Berry was determined to solve this problem, and wound up creating a whole new instrument. To get the electric sound Berry had always imagined, “I cut the mbira in half,” he says, “and sent one side out through a guitar amp, and another side out to the bass amp. I had to go back and redesign the mbira, as it was too tinny and live and make all the keys twice the thickness, or more. I needed a deader sound.” The way innovators like Les Paul rethought the acoustic guitar, Berry completely revamped the mbira.

Berry found new ways to work with his fellow musicians. Instead of crafting all the parts and acting as frontman and bandleader, he and Diarrassouba collaborated. Diarrassouba’s approach—which ranges from driving and groove-oriented to delicate and subtle—complemented the sound of the new mbira and could follow its shifting rhythmic expressions. “Abou’s put a lot of traditional African drum rhythms on the kit,” notes Berry. “It’s comparable to what I did with the mbira. It works so well with what I was doing. It pulled me out of old realms.”

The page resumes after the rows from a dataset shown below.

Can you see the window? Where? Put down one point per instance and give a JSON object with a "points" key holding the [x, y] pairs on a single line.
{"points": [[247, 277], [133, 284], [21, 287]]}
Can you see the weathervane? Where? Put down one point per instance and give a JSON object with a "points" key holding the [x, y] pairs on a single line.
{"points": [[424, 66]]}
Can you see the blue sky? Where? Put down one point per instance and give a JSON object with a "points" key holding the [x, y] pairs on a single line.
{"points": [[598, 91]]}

The sound proved perfect for Berry’s new songs, dancing between the polished, warm songwriting of a James Taylor or Paul Simon and the hard and edgy buzz and rumble of a Konono No 1. The shift was guided by a fellow dedicated student and explorer of African music, and forward-thinking producer and documentarian Aja Salvatore of Kanaga System Krush. Salvatore, who much like Berry spent a decade traveling, absorbing, and documenting African musical expression, first heard Berry play electric at a club show and couldn’t believe his ears. He encouraged the mbira master to go for it, urging him to embrace the more minimal, yet far richer direction, part of KSK’s distinctive, gritty yet melodic sound.

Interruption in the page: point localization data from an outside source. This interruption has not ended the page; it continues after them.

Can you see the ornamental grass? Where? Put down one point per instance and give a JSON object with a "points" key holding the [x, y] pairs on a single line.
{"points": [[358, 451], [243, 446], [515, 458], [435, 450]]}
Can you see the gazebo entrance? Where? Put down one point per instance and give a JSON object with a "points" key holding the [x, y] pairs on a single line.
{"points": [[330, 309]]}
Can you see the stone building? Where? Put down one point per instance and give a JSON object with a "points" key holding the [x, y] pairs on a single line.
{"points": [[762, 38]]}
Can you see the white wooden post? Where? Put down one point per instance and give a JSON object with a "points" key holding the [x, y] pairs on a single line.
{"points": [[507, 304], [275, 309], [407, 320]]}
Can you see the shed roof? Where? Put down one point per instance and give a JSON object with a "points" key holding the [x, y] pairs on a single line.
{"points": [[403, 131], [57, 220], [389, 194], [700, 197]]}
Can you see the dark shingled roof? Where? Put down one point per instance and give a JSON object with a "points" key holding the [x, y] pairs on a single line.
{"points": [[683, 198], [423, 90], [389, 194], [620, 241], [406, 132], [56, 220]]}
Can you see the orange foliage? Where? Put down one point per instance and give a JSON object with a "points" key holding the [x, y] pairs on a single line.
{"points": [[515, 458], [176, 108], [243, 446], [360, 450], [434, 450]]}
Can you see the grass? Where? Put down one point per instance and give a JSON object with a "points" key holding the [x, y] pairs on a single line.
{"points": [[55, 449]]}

To augment this more stripped down approach, the musicians and producer customized a variety of rich effects, widening the possibilities of the instrument. Drawing on proverbs and sayings that have stuck with Chris, songs like “Shadow of the Whip” and “U” speak to oppression, poverty, empowerment, and humanity’s arbitrary divisions, yet from deep, often introspective places.

Berry’s lyrics have deep traditional roots as well: “Samauhay” is a greeting often used during rituals, where it's believed people communicate with spirits. Berry has taken these traditions, absorbed them wholeheartedly, while tempering them with his own sense of himself as an artist, as a musician who resides in Brooklyn and yet is comfortable homesteading off the grid in Hawaii, as well as engaging with traditional torchbearers.

Berry has found himself returning to the roots that shaped him for ten years in Africa, whether he was spending time learning from masters in remote Zimbabwean villages or singing with the Bayaka. “I’m getting to get back to some of traditional sound that guided my music for so long,” says Berry. “You can do a ceremony with just one mbira, now that it’s electrified. It’s changed my writing style and expression. It’s just me and the instrument, but it’s all there, with just four fingers and my voice.”

"Having spent six years with legendary electric guitarist, Zani Diabate of the Super Djata Band, I was already a big fan of the fusion between traditional African music and electric soundscape,” explains Salvatore. "When I saw the intent behind Chris' new project and instrument I fell like I could rise to the challenge of helping him craft his artistic vision and get it out to the world."